Nada melhor que recorrer às
palavras de José Pastor, “os poetas são fazedores da alma” título da sua
entrevista no livro “Fazedores da Alma” (certamente inspirado na sua afirmação)
dos escritores/jornalistas Jorge de Oliveira e Marcelo Panguana (1999).
FOTO: Marcos Vieira |
Um dos exemplos flutuantes do embrião música-literatura é o casamento da poesia e a própria música. Muitas vezes associada às artes visuais, incluindo a fotografia, que a Literatura pode ser ouvida num tambor, numa Mbira, Timbila, Xigovia, até aos mais convencionais instrumentos como o Saxofone, Guitarra, Piano, parece mais ocidentalizado que africanizado, pelo menos formalmente. Porque no informal, a minha avó nunca contou-me estórias sem cantar e nunca cantou sem contar estórias. Malangatana, por exemplo, o monstro sagrado das nossas artes plásticas, já veio a confessar que pinta cantando e todos já vimos o “crocodilo” a solfejar.
Tem uma oficina, linha de
olhar, lugar e ambiente, mas é na solidão onde o poeta se transforma em ourives
e lapida palavra a palavra ou pedra a pedra, para ser mais patriótico. E como é
a música?
Em África o nascimento do
verbo foi com os sons. Aqui, Jesus não passou mas Deus sempre esteve e
multiplicou-se em vários deuses. Tudo isso permitiu-nos nunca bater palmas sem
mexer a cintura, aí vem-me a dança, mas também queremos cantar, vêem-me as
histórias e a melodia, vem-me o texto, o poema, o batuque.
Lineu, um bom poeta nosso,
disse a quando do parto do seu “cada um em Mim” (Literatas, 2014) que não
poderia falar da sua poesia sem mencionar Dr. Mussá Rodrigues, o próprio cantor
da província da Zambézia que andou bairros e ruas a fio cantando e contando as
suas histórias, vivências ou peripécias do seu povo.
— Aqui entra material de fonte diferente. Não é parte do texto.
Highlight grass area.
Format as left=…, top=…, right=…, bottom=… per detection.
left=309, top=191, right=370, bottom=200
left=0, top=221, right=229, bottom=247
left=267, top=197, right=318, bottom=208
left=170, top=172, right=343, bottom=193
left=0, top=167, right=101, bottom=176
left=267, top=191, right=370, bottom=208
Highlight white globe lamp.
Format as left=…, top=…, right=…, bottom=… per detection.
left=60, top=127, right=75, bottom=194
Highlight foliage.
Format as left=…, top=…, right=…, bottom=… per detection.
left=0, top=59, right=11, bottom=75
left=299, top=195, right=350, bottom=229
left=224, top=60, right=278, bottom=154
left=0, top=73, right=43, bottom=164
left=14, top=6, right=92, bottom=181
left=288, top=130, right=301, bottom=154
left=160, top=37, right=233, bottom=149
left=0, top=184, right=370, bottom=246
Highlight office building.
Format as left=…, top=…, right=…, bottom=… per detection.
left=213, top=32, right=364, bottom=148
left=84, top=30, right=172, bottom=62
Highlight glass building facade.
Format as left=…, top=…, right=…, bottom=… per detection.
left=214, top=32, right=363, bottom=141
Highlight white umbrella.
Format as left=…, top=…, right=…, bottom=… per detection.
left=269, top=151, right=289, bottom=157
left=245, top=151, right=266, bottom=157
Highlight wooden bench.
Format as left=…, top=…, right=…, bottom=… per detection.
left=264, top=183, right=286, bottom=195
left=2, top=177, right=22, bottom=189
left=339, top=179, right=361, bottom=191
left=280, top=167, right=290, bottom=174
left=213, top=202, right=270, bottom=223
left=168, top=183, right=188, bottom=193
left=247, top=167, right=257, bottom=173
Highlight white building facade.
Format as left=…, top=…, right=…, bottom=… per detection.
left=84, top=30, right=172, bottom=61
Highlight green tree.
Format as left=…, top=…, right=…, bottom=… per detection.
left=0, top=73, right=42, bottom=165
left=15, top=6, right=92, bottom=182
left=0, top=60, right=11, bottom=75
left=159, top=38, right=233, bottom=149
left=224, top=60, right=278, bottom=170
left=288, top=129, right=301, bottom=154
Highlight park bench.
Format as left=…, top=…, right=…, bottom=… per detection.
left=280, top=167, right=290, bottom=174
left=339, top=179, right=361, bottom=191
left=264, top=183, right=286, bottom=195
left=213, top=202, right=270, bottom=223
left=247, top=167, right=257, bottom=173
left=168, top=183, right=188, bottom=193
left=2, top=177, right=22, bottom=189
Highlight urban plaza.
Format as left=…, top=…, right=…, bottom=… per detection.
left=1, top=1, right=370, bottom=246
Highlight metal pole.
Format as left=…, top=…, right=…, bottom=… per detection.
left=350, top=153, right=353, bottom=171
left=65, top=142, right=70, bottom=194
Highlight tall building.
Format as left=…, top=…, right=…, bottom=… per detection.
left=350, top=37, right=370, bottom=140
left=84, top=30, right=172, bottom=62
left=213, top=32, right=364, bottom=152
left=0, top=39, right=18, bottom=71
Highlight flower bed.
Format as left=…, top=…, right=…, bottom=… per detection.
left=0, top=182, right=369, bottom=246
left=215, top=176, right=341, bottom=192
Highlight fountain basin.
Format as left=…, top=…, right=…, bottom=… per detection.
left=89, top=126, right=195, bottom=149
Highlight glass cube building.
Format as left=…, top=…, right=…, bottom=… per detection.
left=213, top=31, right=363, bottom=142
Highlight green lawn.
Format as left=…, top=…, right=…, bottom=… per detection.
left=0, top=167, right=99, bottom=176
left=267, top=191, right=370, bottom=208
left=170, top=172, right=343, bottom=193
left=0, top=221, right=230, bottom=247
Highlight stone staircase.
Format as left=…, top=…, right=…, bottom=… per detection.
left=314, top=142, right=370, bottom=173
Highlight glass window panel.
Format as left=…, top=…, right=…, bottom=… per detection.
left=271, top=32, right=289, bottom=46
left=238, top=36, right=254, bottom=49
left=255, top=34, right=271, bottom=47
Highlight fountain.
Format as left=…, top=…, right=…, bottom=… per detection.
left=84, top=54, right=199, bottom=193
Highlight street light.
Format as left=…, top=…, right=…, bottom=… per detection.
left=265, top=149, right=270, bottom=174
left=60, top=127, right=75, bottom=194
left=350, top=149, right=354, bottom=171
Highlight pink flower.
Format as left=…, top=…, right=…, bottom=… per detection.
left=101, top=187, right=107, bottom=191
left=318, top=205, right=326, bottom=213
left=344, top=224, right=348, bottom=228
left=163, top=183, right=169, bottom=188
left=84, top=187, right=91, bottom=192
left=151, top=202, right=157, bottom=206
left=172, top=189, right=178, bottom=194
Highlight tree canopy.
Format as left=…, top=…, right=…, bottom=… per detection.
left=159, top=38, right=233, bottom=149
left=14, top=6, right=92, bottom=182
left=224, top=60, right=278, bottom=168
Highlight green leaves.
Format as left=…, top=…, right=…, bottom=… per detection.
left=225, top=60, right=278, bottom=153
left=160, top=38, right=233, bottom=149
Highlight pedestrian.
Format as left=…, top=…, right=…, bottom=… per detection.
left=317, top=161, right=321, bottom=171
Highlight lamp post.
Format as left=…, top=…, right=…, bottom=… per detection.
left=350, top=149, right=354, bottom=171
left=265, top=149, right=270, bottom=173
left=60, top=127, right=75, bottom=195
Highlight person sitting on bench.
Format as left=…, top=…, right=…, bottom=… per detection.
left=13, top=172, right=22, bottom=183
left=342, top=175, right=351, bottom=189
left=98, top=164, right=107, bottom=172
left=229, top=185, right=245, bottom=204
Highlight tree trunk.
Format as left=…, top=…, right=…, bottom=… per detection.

Foi incitador do poema, do
verbo, eis um Nelson Lineu, poeta nosso, com qualidade melódica quase que com
passos de dança e nostalgia a que nos remete Dr. Mussá Rodrigues.
É poesia ou prosa/ é o
compositor, é o intérprete, tanto faz. Há versos com música e música com
versos. Recorre-me agora músicas do álbum “Não é preciso empurrar” dos Ghorwanes,
com a forte mão de Mia Couto e encontramos a música “Moçambipreto” com o
seguinte coro: moçambipreto,
moçambibranco, moçambindiano, moçambimulato. Um poeta é que fez esse texto,
se calhar nas páginas de um livro não faria muito gosto, mas na voz de Roberto
Chitsondzo fez milagres e em cada ouvido há uma semente que cresce. Afinal, é o
casamento da poesia e a música, dois caminhos que sempre deram ao mesmo
destino, numa aldeia onde todos se chamam “fazedores da alma”.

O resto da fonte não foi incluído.